Freitag, 29. August 2008

“Wir freuen uns glücklich!”

Und das des Öfteren. Die einen freuen sich darüber, dass es etwas zu essen gibt, andere, dass endlich eine neue House-Folge im Internet hochgeladen wurde und manche von uns über beides. Im Fernsehen “freut” sich die gesuchte Schwiegertochter “glücklich” darüber, dass ein wirklich unansehnlicher Mann ihr einen Heiratsantrag gemacht hat. S. freut sich darüber, dass er so gut aussieht (vgl. “Ich bleib schon öfters mal vorm Spiegel hängen”, Artikel in Arbeit), St. freut sich auf Weihnachten, weil dann endlich die erste Etappe der Prüfungen geschafft ist. E. ist erfreut, dass auf der Straße ein Häufchen Hundekot aufrecht steht. L. und D. freuen sich auf ihren Urlaub, M. freut sich auf "de Haamit". Ich freue mich über Ablenkung aller Art. Aber es gibt hier durchaus auch Dinge, die uns Kummer machen. So ärgert sich E. über zu ausgeprägte Waschbrettbäuche bei Männern und über M. Dieser ärgert sich darüber, dass er das Klopapierangebot bei Aldi verpasst hat.

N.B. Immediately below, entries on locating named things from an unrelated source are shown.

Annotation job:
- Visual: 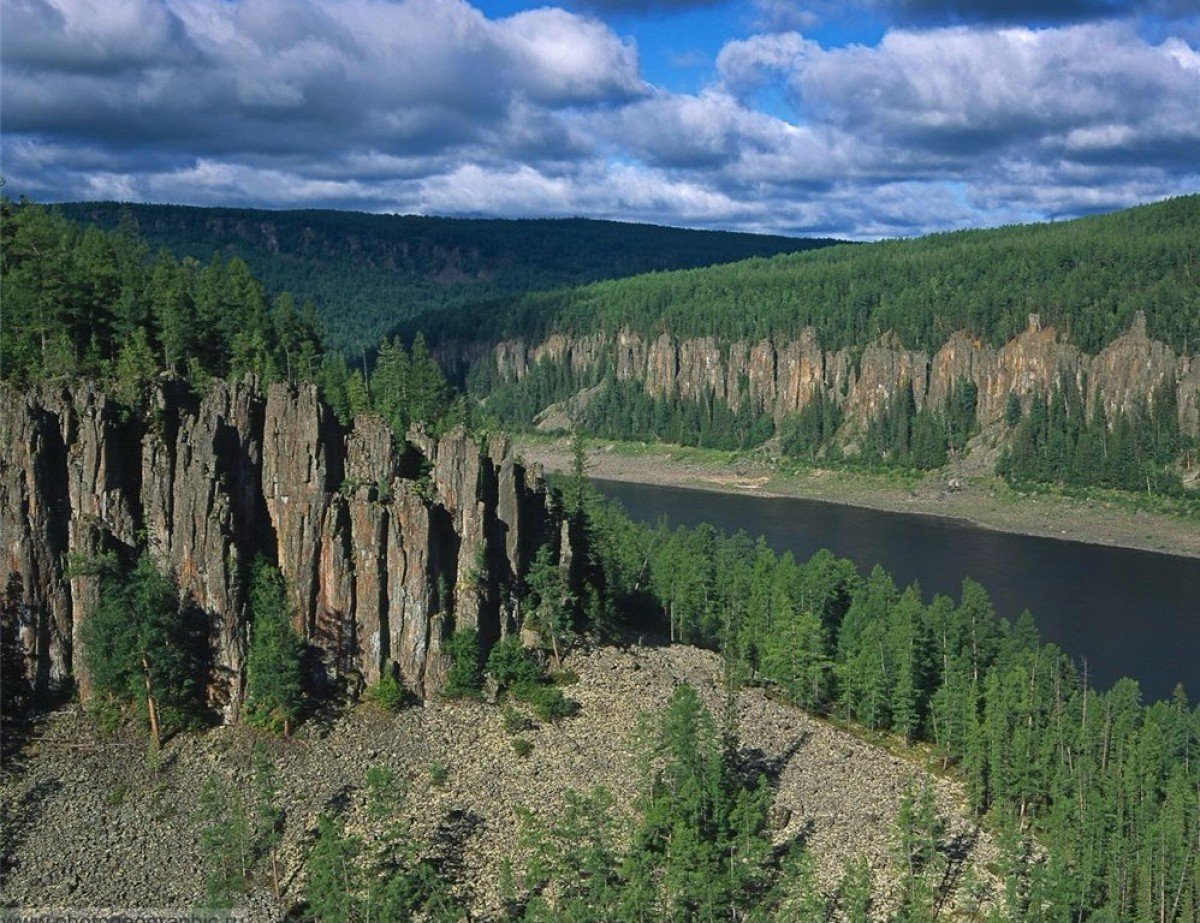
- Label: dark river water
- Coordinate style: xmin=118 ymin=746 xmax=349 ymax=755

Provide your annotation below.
xmin=595 ymin=480 xmax=1200 ymax=701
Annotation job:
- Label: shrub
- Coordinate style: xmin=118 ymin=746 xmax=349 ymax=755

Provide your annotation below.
xmin=500 ymin=705 xmax=533 ymax=733
xmin=487 ymin=635 xmax=541 ymax=689
xmin=366 ymin=670 xmax=407 ymax=712
xmin=442 ymin=629 xmax=484 ymax=699
xmin=512 ymin=683 xmax=580 ymax=721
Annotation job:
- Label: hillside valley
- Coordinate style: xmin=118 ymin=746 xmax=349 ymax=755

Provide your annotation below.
xmin=0 ymin=643 xmax=997 ymax=923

Ich ärgere mich, dass die Schokolade schon wieder alle ist und D. die falsche Flüssigseife gekauft hat. St. ärgert sich, wenn ihre Tastatur ausfällt oder wenn “Französisch gekotzt” wird. L. ist verärgert, wenn man nicht bereit ist einzusehen, dass die Arbeit an einer Hochzeitszeitung mindestens genauso nervenaufreibend ist, wie die Vorbereitung auf ein Examen. Nur D. ist gelassen, lässt sich nicht aus der Ruhe bringen, und sieht dem verärgerten Treiben auf dem Schwarzacker zu, oder worüber ärgerst du dich, D.? (Antwort wird in Form eines Blogeintrags erwartet!)